Photo by author of snowy woods and a rambling creek

Then came an utterly uncontrollable and personally devastating situation in my adult life. It was from within that mess that I jumped back into fiction writing. I gained so much ridiculous self-liberation in a few short weeks just from twisting my experiences into horror-filled fantasy and sci-fi stories. It let me enact some control over a life that had been layered thick with trauma. Writing fiction became the rope I clung to in violent waters, without care of where it was pulling me, just that it was. Finding a word, and then another and another, to build up a string of dialogue, or the thrill of seeing how a piece of setting can foreshadow, is one of the strangest, most lovely forms of alchemy I’ve ever been a part of.

Yes, I look forward to being published. I look forward to short story sales, querying my novel, writing more shorts, novels, and poems, doing dramatic readings and narrating, adding personal essays and memoirs to my work, teaching writing workshops, and leading silly horror retreats with costumes, but I’m enamored with the writing part. I like the writing because it’s what sustains me—me the person, me the body, me the mind. What comes when the stories are published is the visible part of the career, but the writing, oh the writing, is the biting mouth that drags me into the woods and doesn’t let me go. And I don’t want it to. In fact, I might just bite back.
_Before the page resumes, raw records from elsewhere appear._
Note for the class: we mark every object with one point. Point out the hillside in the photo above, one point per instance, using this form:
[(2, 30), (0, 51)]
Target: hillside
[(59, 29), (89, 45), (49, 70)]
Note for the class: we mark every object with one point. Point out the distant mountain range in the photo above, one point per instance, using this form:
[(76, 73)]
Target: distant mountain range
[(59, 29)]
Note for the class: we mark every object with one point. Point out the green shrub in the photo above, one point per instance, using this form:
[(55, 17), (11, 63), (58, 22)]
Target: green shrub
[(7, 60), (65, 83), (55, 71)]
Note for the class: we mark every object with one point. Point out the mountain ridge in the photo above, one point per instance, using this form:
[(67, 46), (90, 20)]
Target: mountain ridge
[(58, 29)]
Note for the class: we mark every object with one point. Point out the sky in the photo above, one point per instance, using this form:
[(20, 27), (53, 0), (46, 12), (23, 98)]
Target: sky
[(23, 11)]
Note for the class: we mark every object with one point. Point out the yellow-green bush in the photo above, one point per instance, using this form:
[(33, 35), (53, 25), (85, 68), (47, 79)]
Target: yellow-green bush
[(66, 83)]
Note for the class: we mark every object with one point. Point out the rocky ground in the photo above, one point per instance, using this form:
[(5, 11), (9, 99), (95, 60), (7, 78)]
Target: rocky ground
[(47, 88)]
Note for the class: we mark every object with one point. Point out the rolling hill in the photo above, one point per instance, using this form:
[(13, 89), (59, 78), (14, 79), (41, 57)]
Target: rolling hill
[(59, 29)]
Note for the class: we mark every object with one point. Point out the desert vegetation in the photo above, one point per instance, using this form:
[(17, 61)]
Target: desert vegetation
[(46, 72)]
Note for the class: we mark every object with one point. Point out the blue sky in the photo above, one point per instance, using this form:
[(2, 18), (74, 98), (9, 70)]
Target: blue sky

And my hope for all of you creators is that’s what you can find, too. Stories and art and projects that wrestle you down into murky depths of meaning and questions, ones that drag you bodily into their worlds until you relent and live those worlds into creation.

Writing From the Ruins

This space is in flux. I had planned to use it as an anonymous record of my time going through a master’s in counseling as a disabled survivor of complex trauma who had long believed counseling to be their future, but 2020 had its own plans. When I first cancelled my admission, I thought the change might be temporary. In a few years, I could reapply when my kids were in school.

(Picture by author; not for reuse)

As the days turned to weeks turned to months, a sneaky feeling trickled in—an enormous sense of relief took hold. I was glad I couldn’t go to grad school (limited childcare in the time of covid). I came to see how everything I had done to become a counselor (and many things for the sheer fun and thrill) was also the perfect training ground for a life of creating fiction.
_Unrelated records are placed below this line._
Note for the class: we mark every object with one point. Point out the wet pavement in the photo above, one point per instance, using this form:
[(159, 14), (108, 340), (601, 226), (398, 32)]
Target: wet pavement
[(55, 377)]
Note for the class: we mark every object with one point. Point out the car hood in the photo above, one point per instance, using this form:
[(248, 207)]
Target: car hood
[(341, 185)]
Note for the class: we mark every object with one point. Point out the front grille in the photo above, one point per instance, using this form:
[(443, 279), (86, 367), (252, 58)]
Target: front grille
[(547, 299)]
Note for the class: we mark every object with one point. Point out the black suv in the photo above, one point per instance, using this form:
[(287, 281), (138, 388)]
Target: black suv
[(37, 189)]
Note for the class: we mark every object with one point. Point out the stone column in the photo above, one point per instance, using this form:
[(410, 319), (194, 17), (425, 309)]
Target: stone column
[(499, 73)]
(From living in snow caves I co-built, never being warm while living in said snow caves in the middle of the Wyoming Range in February, multi-day canoe trips, extensive therapy plunging the depths, studying abroad, working in haunted houses at probably too young an age, working in the violence prevention field for several years, being a professional disabled dancer (after the snow caves and the canoeing), hell, even being a gift packager for a large big box store with angry suburbanites breathing down my neck…)

The soil in my life has been rich for growing all manner of flowers and weeds. Now I get to scatter them as bouquets across all my writing.
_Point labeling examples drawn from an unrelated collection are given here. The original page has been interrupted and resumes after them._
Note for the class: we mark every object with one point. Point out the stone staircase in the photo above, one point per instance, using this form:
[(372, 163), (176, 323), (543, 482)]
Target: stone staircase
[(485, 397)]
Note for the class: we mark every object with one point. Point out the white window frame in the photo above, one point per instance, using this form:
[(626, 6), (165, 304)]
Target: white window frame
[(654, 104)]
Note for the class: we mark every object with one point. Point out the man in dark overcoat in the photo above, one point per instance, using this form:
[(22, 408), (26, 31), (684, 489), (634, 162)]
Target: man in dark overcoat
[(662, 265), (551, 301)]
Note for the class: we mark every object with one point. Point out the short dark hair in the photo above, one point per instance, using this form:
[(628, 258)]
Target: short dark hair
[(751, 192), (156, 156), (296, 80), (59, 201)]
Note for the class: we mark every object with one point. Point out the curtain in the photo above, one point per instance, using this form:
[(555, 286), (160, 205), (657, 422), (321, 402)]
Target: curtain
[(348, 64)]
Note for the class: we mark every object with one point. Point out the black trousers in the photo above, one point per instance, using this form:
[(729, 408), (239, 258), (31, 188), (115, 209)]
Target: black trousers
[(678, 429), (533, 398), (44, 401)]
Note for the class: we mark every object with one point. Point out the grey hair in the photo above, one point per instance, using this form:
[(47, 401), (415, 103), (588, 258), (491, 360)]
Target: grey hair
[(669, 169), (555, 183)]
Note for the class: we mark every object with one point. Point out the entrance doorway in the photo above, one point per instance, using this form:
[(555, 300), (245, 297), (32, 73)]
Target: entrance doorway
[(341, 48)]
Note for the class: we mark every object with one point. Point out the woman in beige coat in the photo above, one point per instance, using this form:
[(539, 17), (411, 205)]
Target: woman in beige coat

And I must say, if I could choose anything at all to do for the rest of my life, it would be to write.

And live in a tree.

So what becomes of this space now? I suppose it will follow me on the strange journey of making things up (mostly those of a fantastical nature) and trying to share those words stitched into the confines of paper, in the ether world of screens, and over sound waves carrying stories spoken. Hopefully, if I’m lucky, I’ll find wonderful creative people to work alongside to improve my stories, and those tales will be enjoyed by the people who need them, myself included.